Terkait posisinya sekarang, Brigitte mengakui bukan hal yang mudah mendapat sebutan dan peran ibu negara atau First Lady Prancis.
"(Ibu negara) itu adalah terjemahan dari ekspresi Amerika dan saya tidak suka segala sesuatu yang berhubungan dengan itu. Saat saya mendengar sebutan itu, saya langsung berbalik badan dan bertanya apa yang sedang kalian bicarakan," ucap dia.
"Sangat penting untuk menjelaskan segalanya, termasuk apa yang ada depan saya. Aku akan mengambil peran publik tersebut tapi warga Prancis harus tahu pula mengenai apa kemampuan yang saya miliki," tambahnya.
Prancis Tolak Brigitte Jadi First Lady
Brigitte juga menyebut ia tak mau ambil pusing dengan adanya petisi penolakan terhadap dirinya untuk menjadi ibu negara. Petisi tersebut pada pekan lalu telah ditandatangani 315 ribu orang.
"Status saya tidak akan ditentukan oleh undang-undang, tetapi melalui sesuatu yang transparan dan saya tidak mau terima bayaran dengan apa yang dituju dan kemampuan saya," papar dia.
"Jadi pemikiran saya jelas. Masyarakat memilih Emmanuel, bukan saya," kata Brigitte.

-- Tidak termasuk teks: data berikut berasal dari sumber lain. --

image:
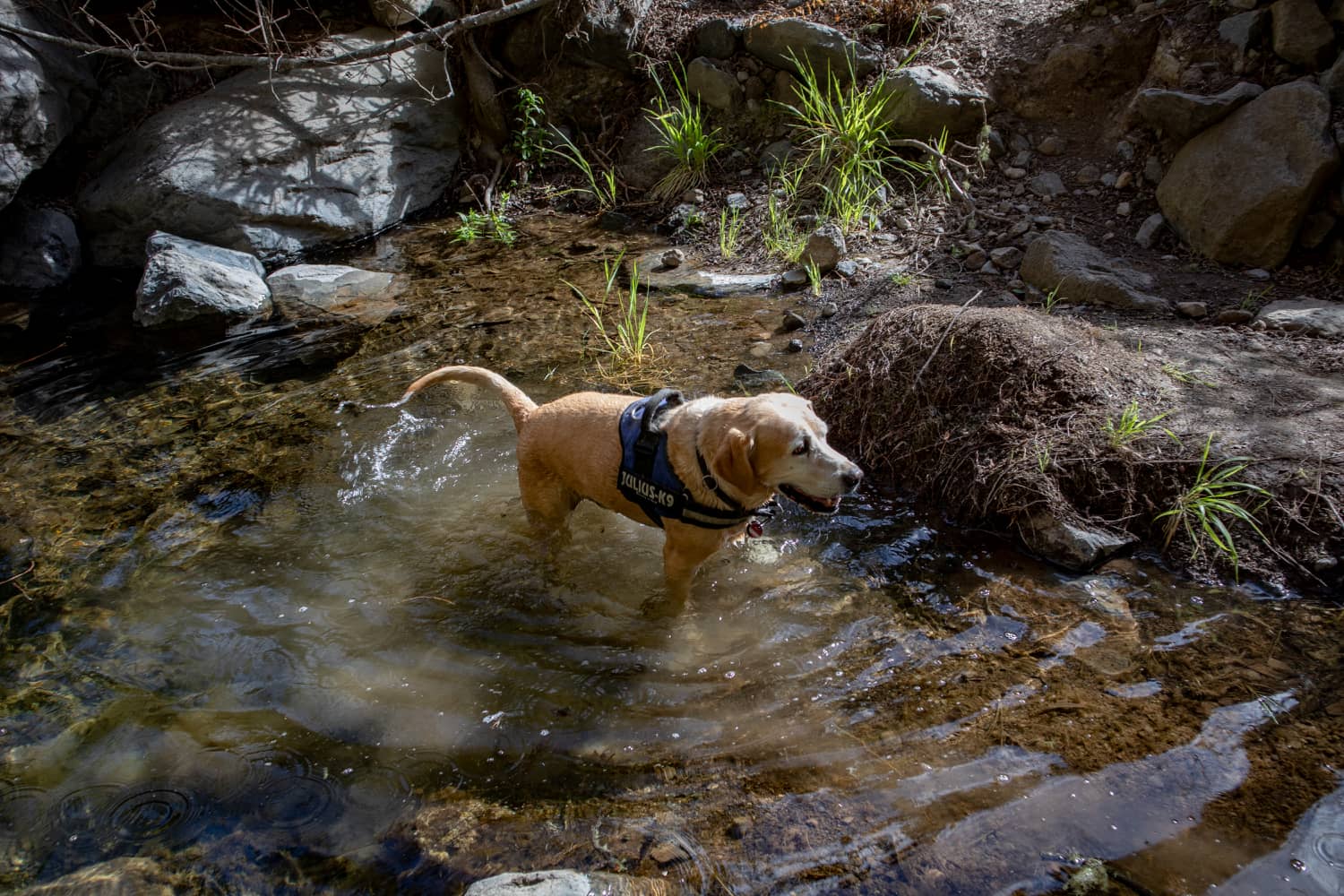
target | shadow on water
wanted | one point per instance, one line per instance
(298, 640)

Langkah untuk memblokir Nyonya Macron agar tidak mengambil peran formal di Istana Élysée dipicu oleh keputusan Emmanuel Macron untuk terus maju dengan undang-undang "moralitas" yang kontroversial. UU ini nantinya akan melarang anggota parlemen untuk mempekerjakan anggota keluarga sebagai upaya mengatasi korupsi.
Peranan First Lady saat ini tidak ada dalam konstitusi Prancis dan biaya yang dikeluarkan istri Presiden diambil dari anggaran umum untuk Istana Élysée.
Meskipun Nyonya Macron tidak akan dibayar untuk peran tersebut, ia akan diberi kantor, staf tambahan, dan anggaran terpisah.
"Ketika Anda terpilih sebagai presiden Republik, Anda tinggal dengan seseorang, Anda bekerja siang dan malam, Anda mengorbankan kehidupan publik dan kehidupan pribadi Anda," kata Macron kepada penyiar TF1 Prancis mengenai peran sang istri.
"Jadi, orang yang tinggal bersama Anda harus memiliki peran dan dikenali dalam peran itu."
Keputusan Macron terhadap undang-undang itu dinilai sangat kontroversial karena berimbas pada pemotongan belanja militer serta anggaran perumahan.
Dengan manuver Macron yang seperti itu, pada bulan lalu terlihat penurunan popularitas terbesar bagi seorang Presiden Prancis sejak Jacques Chirac pada 1995.